Sometime around the election in October 2011, Ontario’s residential power price will blow past the doubling point relative to the 2003 price consumers paid when McGuinty was first elected.

The attached commentary puts this development in the context of Ontario’s electricity history reaching back to the origins of Ontario Hydro in 1906.

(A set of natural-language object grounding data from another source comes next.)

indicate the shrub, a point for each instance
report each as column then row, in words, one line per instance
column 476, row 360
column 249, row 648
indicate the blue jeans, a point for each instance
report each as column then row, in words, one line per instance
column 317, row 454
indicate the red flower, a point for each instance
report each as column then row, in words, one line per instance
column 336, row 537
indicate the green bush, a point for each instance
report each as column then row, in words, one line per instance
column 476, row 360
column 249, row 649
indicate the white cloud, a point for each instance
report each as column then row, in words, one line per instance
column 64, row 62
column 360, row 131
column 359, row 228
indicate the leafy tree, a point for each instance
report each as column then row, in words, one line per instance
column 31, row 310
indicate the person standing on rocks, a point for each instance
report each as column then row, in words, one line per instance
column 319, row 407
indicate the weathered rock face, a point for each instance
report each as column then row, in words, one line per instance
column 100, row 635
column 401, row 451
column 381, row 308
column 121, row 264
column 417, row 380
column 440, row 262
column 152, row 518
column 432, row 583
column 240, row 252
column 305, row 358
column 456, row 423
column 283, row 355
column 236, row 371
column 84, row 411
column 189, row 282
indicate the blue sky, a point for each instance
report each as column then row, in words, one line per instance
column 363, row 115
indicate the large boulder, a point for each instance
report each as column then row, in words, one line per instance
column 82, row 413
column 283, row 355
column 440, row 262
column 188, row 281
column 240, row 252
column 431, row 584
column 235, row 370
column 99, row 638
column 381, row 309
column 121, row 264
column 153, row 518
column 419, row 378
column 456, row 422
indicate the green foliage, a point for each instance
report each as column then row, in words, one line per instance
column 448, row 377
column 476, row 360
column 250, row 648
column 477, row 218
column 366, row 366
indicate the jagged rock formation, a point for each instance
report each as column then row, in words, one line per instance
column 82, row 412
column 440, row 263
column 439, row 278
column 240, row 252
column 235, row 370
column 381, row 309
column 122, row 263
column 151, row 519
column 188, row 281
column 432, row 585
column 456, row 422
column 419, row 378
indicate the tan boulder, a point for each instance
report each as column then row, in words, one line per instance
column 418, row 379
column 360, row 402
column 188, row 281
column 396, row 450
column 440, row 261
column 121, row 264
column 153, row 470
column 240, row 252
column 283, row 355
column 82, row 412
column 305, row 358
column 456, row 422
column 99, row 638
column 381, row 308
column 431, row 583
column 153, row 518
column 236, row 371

Post script: Here is another review of electricity history in Ontario with greater detail on events in 2002/3.

6 Comments

  1. A great short history of how the electricity system worked before the politicos got involved. Should be a must read for every MPP in this province. McGuinty has put jobs at risk in a big way by listening to the greenies who are keen for a wealth transfer to the pockets of wind and solar developers. Hands in the trough by using words like sustainable, reduction in CO 2 etc. The boys at the Engineers Club will be wringing their hands when they read this. A sense of entitlement coupled with the myriad of sustainable energy companies that have sprung up since the Liberals have come to power have been outed! Way to go Tom!

  2. The politicos didn’t just get involved recently, they supplied the credit all along. With artificially cheap credit, the engineers picked more capital-intensive solutions than they should have. For all the flaws of the old Ontario Hydro, it certainly served consumers far better than the new order. What I find surprising about the old Hydro model is that it lasted as long as it did and then that the level of petty corruption appeared to be so low.

  3. See coverage in the Ottawa Citizen, “Hydro costs to soar, report warns”, September 8, 2010.

    Also, see coverage in the Windsor Star, “Hydro rates; Pushing Ontario to the brink”, Sat Sep 11 2010

  4. What I would like to know,is why the HST is being applied to the debt pay down
    payment? It is no wonder that people feel ripped off.

    • The rate impact of applying the HST to the Debt Reduction Charge is small potatoes compared to the rate impacts of the off-coal policies and the Green Energy Act.

  5. The verdict is out on time of use: bull $hit. Prices have doubled. I studied my bills for the past 12 months and no matter how much I used or when I used it the overall average kwh price remained the same at $0.20. To me it seems false and misleading to claim people will save money by switching to off peak when in fact it is not true. So far boycotting them appears to be the only way to save. Solar panels going up tomorrow. Just “FLICK OFF”? Consider it already done.